These core knowledge processes are similar to several knowledge management tasks as

described in Chapter 3. Several occur, for example, in the Holsapple-Joshi model, the Wiig et

al. model and the Duineveld et al. model, which is not too surprising as the identification of

these processes was based on a study of the literature. These core knowledge processes are

characterized by three properties reflecting their quality:

• Speed: the time needed for the process

• Effectiveness: the actual result of the process • Efficiency: the "cost"/"benefit" ratio of the previous two properties

Knowledge domains, core knowledge processes and quality properties of the latter, form a

three-dimensional space representing the knowledge management focus. This results in an

extensive list of indicators which are triplets of the type <knowledge domain, process,

property>, for example <marketing,development,speed>. Some theoretical combinations are

not meaningful, like those combining “retention” and “speed”, these are excluded.
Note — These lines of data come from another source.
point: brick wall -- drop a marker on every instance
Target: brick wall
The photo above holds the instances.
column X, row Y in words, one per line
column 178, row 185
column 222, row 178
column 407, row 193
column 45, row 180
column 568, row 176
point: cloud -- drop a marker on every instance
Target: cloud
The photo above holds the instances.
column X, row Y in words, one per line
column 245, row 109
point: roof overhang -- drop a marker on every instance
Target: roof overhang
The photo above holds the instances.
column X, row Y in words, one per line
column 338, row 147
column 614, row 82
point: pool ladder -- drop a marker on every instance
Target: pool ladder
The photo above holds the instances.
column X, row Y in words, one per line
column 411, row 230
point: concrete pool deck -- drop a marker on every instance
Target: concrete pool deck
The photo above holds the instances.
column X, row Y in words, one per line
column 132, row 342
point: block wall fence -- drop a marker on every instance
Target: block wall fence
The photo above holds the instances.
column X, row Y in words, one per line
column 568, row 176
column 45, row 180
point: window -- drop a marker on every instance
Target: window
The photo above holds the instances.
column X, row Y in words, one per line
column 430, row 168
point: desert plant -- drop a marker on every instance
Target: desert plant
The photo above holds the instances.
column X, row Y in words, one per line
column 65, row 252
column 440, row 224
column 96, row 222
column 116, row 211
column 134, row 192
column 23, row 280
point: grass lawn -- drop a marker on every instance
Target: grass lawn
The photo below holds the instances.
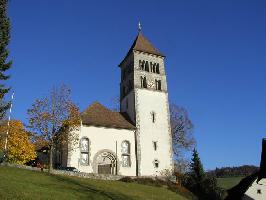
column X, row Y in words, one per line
column 24, row 184
column 229, row 182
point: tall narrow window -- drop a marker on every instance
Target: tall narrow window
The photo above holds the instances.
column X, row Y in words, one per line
column 154, row 68
column 84, row 151
column 144, row 82
column 151, row 64
column 140, row 64
column 157, row 68
column 125, row 154
column 158, row 84
column 153, row 117
column 155, row 146
column 156, row 163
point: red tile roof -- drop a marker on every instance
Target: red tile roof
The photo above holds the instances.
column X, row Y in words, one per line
column 98, row 115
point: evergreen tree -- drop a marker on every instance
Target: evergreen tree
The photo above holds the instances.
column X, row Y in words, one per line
column 196, row 167
column 203, row 186
column 197, row 173
column 4, row 64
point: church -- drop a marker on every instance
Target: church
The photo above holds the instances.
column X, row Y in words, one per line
column 137, row 140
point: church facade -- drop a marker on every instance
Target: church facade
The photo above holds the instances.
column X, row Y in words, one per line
column 137, row 140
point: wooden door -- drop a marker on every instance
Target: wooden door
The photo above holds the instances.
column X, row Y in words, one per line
column 104, row 169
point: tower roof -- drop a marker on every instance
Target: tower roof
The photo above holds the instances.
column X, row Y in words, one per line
column 98, row 115
column 141, row 43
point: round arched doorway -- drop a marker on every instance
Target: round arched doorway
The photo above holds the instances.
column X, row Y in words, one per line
column 105, row 162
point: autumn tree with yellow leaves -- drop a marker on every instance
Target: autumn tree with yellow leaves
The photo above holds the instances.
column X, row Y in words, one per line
column 20, row 150
column 54, row 119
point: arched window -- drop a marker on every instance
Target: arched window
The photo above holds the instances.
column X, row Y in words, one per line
column 154, row 68
column 147, row 66
column 157, row 69
column 125, row 153
column 153, row 117
column 84, row 151
column 158, row 84
column 144, row 82
column 156, row 163
column 141, row 64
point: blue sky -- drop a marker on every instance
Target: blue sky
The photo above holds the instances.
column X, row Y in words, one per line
column 215, row 62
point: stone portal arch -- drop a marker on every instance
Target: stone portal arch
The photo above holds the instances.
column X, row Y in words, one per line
column 105, row 162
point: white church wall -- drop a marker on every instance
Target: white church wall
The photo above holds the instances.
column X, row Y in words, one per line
column 104, row 139
column 256, row 191
column 128, row 105
column 146, row 102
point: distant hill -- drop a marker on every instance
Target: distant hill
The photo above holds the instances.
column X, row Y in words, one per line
column 242, row 171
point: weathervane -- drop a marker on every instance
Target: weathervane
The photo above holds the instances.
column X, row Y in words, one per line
column 139, row 26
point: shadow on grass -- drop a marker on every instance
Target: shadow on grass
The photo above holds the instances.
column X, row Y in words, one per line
column 91, row 189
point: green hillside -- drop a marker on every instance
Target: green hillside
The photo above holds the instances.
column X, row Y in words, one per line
column 23, row 184
column 227, row 183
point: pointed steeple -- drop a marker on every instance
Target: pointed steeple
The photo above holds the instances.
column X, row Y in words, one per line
column 142, row 44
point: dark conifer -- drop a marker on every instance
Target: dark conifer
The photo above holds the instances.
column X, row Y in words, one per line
column 4, row 63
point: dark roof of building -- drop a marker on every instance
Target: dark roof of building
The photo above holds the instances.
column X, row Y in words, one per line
column 98, row 115
column 141, row 43
column 238, row 191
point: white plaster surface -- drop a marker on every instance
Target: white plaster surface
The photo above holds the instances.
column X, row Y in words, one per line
column 104, row 139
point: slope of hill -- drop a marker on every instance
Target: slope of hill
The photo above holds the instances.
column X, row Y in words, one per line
column 23, row 184
column 229, row 182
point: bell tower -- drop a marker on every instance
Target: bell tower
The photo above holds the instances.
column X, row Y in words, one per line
column 144, row 97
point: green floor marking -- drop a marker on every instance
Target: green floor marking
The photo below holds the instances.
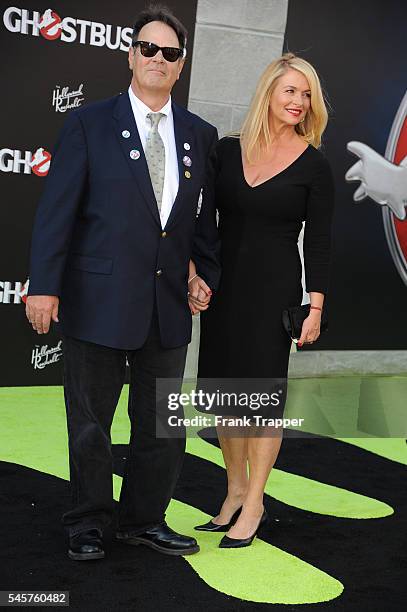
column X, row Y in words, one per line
column 304, row 493
column 33, row 434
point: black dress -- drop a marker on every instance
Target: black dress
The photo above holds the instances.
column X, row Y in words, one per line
column 242, row 333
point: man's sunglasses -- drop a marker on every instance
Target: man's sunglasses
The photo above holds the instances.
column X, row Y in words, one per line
column 171, row 54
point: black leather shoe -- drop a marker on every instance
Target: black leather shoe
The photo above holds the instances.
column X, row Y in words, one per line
column 227, row 542
column 161, row 538
column 211, row 526
column 86, row 546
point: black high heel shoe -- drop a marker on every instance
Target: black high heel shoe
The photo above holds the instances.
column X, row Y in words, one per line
column 211, row 526
column 227, row 542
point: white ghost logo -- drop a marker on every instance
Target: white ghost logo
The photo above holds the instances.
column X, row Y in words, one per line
column 384, row 182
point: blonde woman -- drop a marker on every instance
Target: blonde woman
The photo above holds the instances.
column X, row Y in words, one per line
column 267, row 182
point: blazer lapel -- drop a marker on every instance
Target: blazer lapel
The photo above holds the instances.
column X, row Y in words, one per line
column 125, row 123
column 183, row 132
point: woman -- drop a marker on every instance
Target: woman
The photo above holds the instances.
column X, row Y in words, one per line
column 267, row 182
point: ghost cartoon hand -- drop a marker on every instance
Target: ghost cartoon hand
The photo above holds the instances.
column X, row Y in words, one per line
column 384, row 182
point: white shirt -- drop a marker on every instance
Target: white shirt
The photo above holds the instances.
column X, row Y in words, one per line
column 166, row 131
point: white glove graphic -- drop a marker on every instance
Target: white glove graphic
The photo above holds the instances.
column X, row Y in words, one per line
column 384, row 182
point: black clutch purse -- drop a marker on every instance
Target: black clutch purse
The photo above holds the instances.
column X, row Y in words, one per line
column 294, row 317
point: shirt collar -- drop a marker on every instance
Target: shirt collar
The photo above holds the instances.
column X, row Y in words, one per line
column 144, row 109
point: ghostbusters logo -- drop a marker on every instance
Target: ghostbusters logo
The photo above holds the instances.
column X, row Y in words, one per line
column 384, row 180
column 50, row 25
column 40, row 162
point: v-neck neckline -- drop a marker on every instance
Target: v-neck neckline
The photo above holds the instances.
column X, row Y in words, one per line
column 274, row 175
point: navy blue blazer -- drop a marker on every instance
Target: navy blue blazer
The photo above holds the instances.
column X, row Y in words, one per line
column 97, row 240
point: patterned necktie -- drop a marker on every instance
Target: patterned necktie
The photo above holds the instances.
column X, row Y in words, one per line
column 155, row 156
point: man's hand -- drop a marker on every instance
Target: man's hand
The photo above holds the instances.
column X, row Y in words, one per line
column 40, row 309
column 199, row 295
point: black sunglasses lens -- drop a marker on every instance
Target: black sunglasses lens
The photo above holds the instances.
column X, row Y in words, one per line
column 171, row 54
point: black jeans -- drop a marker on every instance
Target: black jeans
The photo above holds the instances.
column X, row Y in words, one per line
column 93, row 379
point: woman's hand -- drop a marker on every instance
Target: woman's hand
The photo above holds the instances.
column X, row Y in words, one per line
column 199, row 295
column 310, row 328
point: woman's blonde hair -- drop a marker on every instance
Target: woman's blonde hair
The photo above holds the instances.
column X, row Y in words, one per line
column 255, row 133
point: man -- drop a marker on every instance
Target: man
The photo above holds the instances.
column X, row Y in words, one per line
column 113, row 236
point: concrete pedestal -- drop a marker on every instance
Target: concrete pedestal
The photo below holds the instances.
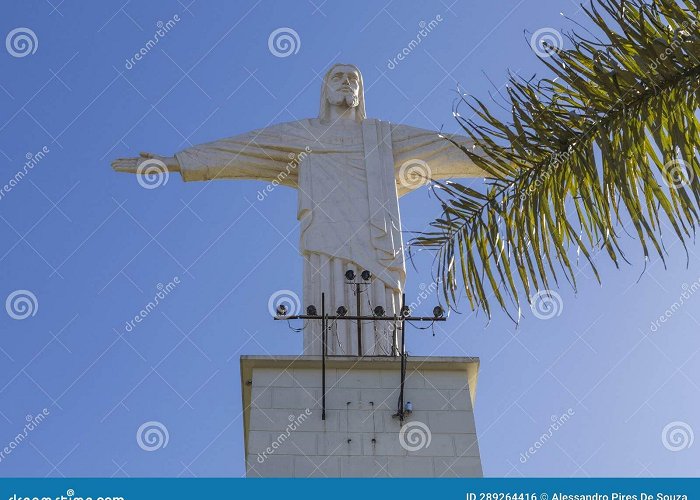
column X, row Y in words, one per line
column 285, row 435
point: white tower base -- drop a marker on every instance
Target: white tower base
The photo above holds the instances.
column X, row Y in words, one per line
column 285, row 435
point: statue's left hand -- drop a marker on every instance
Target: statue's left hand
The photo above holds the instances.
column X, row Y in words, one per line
column 131, row 165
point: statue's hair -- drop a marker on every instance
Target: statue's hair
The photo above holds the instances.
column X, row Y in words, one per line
column 324, row 111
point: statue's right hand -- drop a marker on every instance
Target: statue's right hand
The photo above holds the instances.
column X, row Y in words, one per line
column 131, row 165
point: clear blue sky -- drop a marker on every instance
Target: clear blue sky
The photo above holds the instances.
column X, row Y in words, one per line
column 93, row 245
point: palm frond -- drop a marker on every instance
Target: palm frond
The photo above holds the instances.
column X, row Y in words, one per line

In addition the KM Quest approach assumes that the state of these knowledge processes

influence the level of competence in the three knowledge domains. To the list of indicators are

added three indicators for the levels of competence. Together this leads to a list of 42

indicators. Of course it will not be easy to actually measure several of these indicators. For

example, something like “effectiveness of knowledge utilisation in marketing” can be hardly

measured in a straightforward way. However, with some creativity one could come up with at

least some proxy measures, just like the way other authors (Sveiby, 1997, Edvinsson &

Malone, 1997) use these for rather abstract concepts.

In the KM Quest these indicators are displayed together in a “knowledge map” which can be

seen as a kind of “knowledge cockpit” that allows a knowledge manager to monitor the state

of the knowledge household. Figure 14 below is a screen-dump from the KM Quest system

showing the knowledge map.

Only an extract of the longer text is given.